Nicaraguan President Daniel Ortega alleged Tuesday that Colombia has been granting exploration permits to oil companies on Nicaraguan territory.
Ortega was referring to disputed waters located in the Caribbean Sea along the maritime border between the two countries. The Colombian government sold these permits, which allow probing for crude oil, to multinationals – a move which Colombian Mines and Energy Minister, Hernan Martinez announced on June 22.
The Nicaraguan head of state’s accusations follow a prolonged legal battle between the neighboring countries relating to the maritime border. After a claim by the Nicaraguan government, the International Court of Justice (ICJ) declared a 1928 treaty relating to the border between the 2 nations to be partially invalid.

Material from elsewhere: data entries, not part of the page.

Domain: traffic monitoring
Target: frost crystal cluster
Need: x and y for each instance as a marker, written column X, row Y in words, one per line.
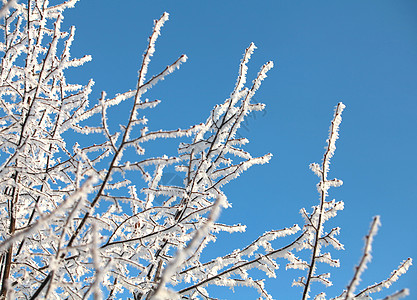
column 81, row 221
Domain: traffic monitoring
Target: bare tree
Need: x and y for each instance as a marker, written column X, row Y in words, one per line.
column 73, row 223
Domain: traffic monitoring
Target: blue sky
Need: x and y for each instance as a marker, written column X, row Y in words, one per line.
column 363, row 53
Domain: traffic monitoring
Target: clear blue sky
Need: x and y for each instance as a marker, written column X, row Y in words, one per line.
column 363, row 53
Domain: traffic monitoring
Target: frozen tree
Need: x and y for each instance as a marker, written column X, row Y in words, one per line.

The ICJ agreed with Colombian arguments that disputes relating to the Islands of San Andres, Providencia and Santa Catalina were not part of the Court’s jurisdiction. However, in its preliminary judgement of December 13, 2007, it ruled that the rest of the border delineated by the treaty was yet to be assigned under maritime law.
Ortega claims that, in giving away permits in these contested waters, Colombia is ignoring The Hague’s decision. He labelled Bogota’s actions as part of “an expansionist policy”, according to the Colombian daily El Espectador. The Sandinista president announced that his legal team was preparing its submissions for a new challenge before the ICJ.